Project partner VRT has already built up lots of knowledge about metadata enrichment via artificial intelligence (AI) and will therefore also focus on implementing shared authorities or sources. Regional broadcasters including AVS, BRUZZ, De Buren, RING TV, RMM and RTV will contribute to discussions about the editorial process and the privacy aspects related to it, e.g. who do we want to recognise or not, and who decides this.

Approach

This project encompasses the collections of all meemoo media partners. We will work with a large portion of the regional broadcasters’ archives and process at least 65,000 hours of audio and video from the VRT archive. To provide this vast amount of archival content with metadata, we will be engaging in the same AI activities as in the GIVE metadata project from October 2023 to the end of 2024. These workflows will remain usable even after the project – building a solid foundation for uniform metadata across media players.

Three AI activities

Speech recognition (speech to text)

Using a third-party system, we’re converting Flemish audio and video content into searchable, high-quality transcripts.

Named entity recognition (NER)

Following on from the quality transcripts produced by speech recognition, we’re using a third-party system to extract personal names, places and organisations – linking them to Wikidata and other authentic sources (also known as authorities) where possible.

Face detection and recognition

Comparing detected faces in video files with a reference set allows us to identify known and relevant individuals. Recognised individuals therefore become part of the descriptive metadata for the video, making them easier to find!

Prefer video?

Don't see a video? Please check your cookie settings so we can show this content to you too.

Edit your cookie preferences here

Bridge builders thanks to authorities

Describing the items of different partners simultaneously is unique and extremely valuable. This approach makes it possible, for example, to identify individuals, locations and organisations across content and even across partners. Combining the metadata and linking it to external sources such as VIAF, Wikidata and the VRT thesaurus also makes the content even more searchable. VRT will leverage their expertise to oversee this final step.

Privacy and ethics

Building on the GIVE project, we will also consider legal and ethical issues with our partners in this project. For instance, who do we want to recognise, and who not? And who makes these decisions? The regional aspect also brings new challenges: is someone who is regionally relevant also relevant at the Flemish level for identification?

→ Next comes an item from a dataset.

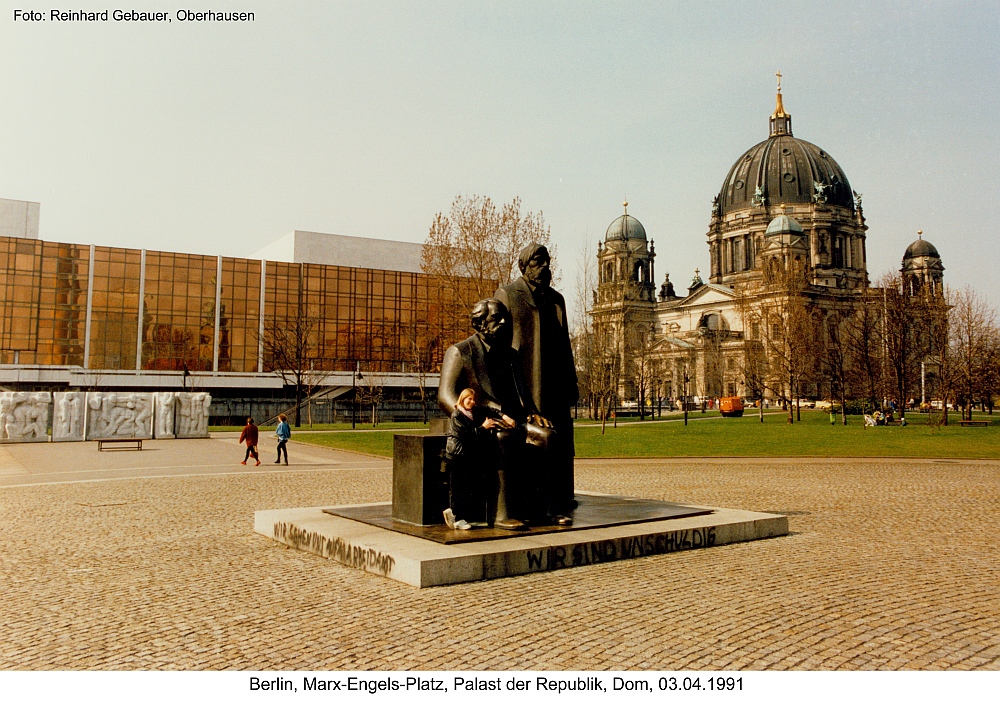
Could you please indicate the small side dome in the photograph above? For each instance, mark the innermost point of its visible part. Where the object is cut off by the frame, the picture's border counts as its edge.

The different organisations face the same dilemmas and challenges, which is why we will also be tackling this step together.

Reuse

The generated metadata will not only be preserved sustainably at meemoo; the participating broadcasters will also be able to integrate the metadata into their own media management systems and platforms – the ideal basis for further enrichment projects! We are also looking at whether and how to make the metadata we obtain accessible to the general public.